When I’m zipping through the channel guide for TCM looking for stuff to drop on the DVR for later review, I follow specific rules. Certain “thematic factors” argue either for or against the likelihood there will be some good fur in the film in question. One of the “against” factors is “war movie,” even “war movie from the ’30s.” So, ordinarily, I wouldn’t have bothered with The Eagle and the Hawk. But, TCM was running Carole Lombard as an actor of the month, and they had some “new” films. This was one of them, and I reserve the right to break the rules for anything TCM hasn’t shown before.
The Eagle and the Hawk – The Film
Lucky I did. I know the rules are a gamble, there could be furs in a war movie or a western, but I play the odds to keep the amount of stuff I have to deal with manageable. So I DVR’d this war movie and period piece (another “against”) The Eagle and the Hawk, a 1933 film set during World War I about a Royal Air Force squadron and 3 American volunteers flying for it. A supposed “hidden gem” of a movie, it’s certainly not a showpiece for Carole Lombard, who appears in about 2 scenes as a woman who’s known only in the credits as “The Beautiful Lady.” Certainly a title she embodies, especially in one of her 2 scenes… Truly a hidden gem.

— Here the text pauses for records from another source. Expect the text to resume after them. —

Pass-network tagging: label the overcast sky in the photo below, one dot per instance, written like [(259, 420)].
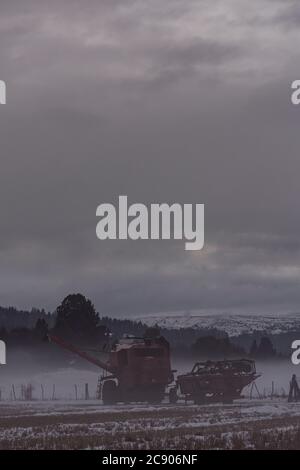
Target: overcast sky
[(164, 101)]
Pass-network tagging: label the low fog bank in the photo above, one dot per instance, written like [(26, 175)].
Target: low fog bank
[(68, 382)]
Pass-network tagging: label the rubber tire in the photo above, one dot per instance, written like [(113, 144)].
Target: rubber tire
[(109, 392)]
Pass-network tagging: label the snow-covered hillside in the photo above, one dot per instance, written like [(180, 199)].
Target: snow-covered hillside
[(233, 324)]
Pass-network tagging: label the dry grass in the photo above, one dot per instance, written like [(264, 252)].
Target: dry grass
[(214, 427)]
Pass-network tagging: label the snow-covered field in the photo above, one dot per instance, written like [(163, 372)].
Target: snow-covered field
[(233, 324), (87, 424)]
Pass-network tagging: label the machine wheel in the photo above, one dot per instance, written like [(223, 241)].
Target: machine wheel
[(109, 392), (173, 397)]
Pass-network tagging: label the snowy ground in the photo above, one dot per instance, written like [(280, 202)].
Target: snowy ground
[(88, 424)]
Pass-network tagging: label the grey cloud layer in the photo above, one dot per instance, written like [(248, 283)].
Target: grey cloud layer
[(163, 101)]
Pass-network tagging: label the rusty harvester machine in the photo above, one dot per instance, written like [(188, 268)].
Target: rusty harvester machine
[(138, 369)]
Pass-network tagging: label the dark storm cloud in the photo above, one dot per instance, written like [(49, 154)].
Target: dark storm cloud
[(166, 102)]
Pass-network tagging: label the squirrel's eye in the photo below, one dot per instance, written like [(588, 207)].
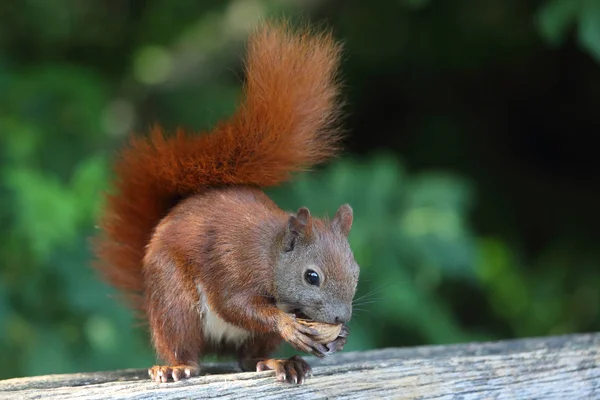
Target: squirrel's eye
[(312, 277)]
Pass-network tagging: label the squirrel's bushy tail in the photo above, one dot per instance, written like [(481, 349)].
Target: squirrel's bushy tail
[(286, 122)]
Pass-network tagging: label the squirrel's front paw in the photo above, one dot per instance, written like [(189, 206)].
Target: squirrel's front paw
[(299, 337), (160, 373), (338, 344), (292, 370)]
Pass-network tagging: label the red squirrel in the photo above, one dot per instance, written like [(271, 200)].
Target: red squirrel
[(214, 265)]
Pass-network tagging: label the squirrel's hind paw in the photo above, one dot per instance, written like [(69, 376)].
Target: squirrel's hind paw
[(292, 370), (160, 373)]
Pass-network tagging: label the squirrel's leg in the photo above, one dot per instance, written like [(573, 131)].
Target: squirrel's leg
[(257, 314), (256, 358), (174, 322)]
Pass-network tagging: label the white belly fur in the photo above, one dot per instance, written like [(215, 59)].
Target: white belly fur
[(215, 329)]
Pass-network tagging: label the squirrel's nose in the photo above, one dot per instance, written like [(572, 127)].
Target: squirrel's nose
[(343, 316)]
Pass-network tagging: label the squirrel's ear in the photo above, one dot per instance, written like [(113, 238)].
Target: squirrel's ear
[(343, 219), (301, 223)]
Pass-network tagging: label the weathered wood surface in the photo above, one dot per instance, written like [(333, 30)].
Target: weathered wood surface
[(563, 367)]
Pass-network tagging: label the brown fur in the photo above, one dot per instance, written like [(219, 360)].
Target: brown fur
[(187, 221), (286, 123)]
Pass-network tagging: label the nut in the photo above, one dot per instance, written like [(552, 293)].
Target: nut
[(327, 332)]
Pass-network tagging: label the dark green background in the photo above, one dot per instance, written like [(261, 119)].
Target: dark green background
[(470, 165)]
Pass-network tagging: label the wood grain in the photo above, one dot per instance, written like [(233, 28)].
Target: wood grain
[(562, 367)]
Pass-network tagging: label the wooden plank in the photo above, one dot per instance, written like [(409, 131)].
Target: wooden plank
[(563, 367)]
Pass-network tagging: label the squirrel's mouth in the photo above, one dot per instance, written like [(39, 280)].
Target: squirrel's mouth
[(299, 314)]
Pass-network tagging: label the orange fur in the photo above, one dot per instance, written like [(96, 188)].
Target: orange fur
[(286, 123)]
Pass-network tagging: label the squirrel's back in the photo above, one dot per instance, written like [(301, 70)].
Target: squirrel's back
[(287, 121)]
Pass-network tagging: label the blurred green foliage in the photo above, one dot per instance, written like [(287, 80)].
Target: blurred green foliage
[(76, 77)]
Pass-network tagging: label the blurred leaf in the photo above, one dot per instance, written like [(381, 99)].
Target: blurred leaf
[(555, 17), (589, 28)]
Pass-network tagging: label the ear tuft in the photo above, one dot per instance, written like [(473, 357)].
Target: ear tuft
[(301, 223), (342, 221)]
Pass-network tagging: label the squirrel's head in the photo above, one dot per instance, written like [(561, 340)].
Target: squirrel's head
[(316, 274)]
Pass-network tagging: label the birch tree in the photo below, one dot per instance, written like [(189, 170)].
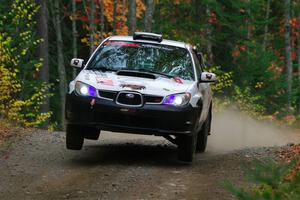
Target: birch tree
[(298, 52), (74, 33), (55, 7), (115, 17), (43, 48), (149, 15), (266, 29), (132, 16), (288, 52)]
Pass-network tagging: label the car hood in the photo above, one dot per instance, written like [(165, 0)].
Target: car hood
[(111, 81)]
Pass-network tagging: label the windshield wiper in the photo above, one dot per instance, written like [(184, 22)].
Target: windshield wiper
[(154, 72), (104, 69)]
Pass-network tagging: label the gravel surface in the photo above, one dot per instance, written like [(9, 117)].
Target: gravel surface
[(124, 166)]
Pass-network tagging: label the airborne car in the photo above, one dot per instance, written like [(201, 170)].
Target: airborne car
[(141, 84)]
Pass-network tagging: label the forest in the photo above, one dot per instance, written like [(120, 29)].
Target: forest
[(252, 45)]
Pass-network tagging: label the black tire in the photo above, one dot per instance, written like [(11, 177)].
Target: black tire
[(186, 147), (91, 133), (203, 134), (74, 137)]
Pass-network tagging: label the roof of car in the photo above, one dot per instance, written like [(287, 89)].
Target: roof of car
[(165, 42)]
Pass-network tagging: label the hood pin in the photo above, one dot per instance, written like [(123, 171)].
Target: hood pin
[(93, 102)]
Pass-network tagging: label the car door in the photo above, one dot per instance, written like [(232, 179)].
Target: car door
[(204, 88)]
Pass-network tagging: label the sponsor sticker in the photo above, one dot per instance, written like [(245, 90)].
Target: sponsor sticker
[(104, 81), (178, 80), (133, 86)]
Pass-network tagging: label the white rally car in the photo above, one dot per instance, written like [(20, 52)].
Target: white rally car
[(141, 84)]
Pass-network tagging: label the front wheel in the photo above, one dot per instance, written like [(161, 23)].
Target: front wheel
[(74, 137), (203, 134), (186, 147)]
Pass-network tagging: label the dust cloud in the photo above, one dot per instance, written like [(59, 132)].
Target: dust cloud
[(232, 130)]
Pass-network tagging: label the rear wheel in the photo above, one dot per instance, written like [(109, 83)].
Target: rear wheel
[(91, 133), (74, 137), (186, 147), (203, 134)]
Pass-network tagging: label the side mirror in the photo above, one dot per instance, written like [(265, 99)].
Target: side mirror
[(77, 62), (207, 77)]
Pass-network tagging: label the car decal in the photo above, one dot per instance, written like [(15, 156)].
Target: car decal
[(178, 80), (105, 81), (133, 86)]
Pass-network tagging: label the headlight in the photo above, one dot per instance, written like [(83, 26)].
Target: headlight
[(177, 99), (85, 89)]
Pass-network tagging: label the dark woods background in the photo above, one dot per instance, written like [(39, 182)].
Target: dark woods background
[(253, 46)]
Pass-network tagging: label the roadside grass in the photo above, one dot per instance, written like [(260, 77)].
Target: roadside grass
[(268, 179)]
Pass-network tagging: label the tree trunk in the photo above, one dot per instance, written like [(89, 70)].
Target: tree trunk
[(288, 53), (43, 48), (115, 18), (209, 38), (298, 51), (74, 33), (132, 16), (102, 18), (149, 15), (265, 42), (60, 57), (92, 26)]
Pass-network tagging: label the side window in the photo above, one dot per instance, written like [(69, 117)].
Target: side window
[(197, 64)]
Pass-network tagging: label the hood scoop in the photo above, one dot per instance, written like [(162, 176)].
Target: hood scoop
[(136, 74)]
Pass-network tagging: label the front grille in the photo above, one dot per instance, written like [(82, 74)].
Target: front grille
[(153, 99), (130, 99), (107, 94)]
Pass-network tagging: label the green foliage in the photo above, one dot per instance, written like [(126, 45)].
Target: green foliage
[(269, 182), (21, 92)]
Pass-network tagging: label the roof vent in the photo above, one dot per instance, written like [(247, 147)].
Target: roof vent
[(147, 36)]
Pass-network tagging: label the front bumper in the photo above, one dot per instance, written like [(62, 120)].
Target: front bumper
[(148, 119)]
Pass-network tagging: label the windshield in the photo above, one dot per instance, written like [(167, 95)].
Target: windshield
[(161, 59)]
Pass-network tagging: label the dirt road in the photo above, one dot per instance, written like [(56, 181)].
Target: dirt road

The Eagle and the Hawk – The Furs
The Eagle and the Hawk is literally a “one fur wonder.” Like Rendezvous, the designers probably took a little liberty with this particular outfit. Someone on the IMDb helpfully pointed out the anachronisms in the planes they used, but not this monster beauty of a white fox-trimmed coat. I say trimmed, but the trim is virtually a coat unto itself. So sumptuously large are the collar and cuffs they easily hide the silk or satin body of the coat.
The whole sequence lasts about 5 and a half minutes, showing “Jerry Young” (Frederic March) taking “The Beautiful Lady” out to a park, and Jerry picks her up in a cab. Miss Lombard smokes in the enormous white fox beauty while she chats with Jerry in the back.
Light plays across both actors as the cab moves along, alternating between light and shadow, incredibly alluring as The Beautiful Lady smokes in her furs.
Exiting the cab to head for the park gives the best view of the enormity of the collar, fringe, and cuffs. Only a tiny patch of the satin on Carole Lombard’s shoulder manages to peak through.
The chat on the park bench occupies the rest of the sequence, alternating between this wide shot…
And angles of both…
and, thankfully, beautiful closeups of The Beautiful Lady…
Not a poor use of 5 minutes of screen time. If you’re going to put Carole Lombard in a film for less than 10 minutes total, then choosing to do so with this enormous white fox fur collar and cuffs for half that time was an excellent decision. Sure, I’ll say the entire thing could have been a white fox, but even in its current state, it shot to a top spot on my “best movie furs” list. Indeed, a pleasant surprise from a film I assumed would be a waste of time.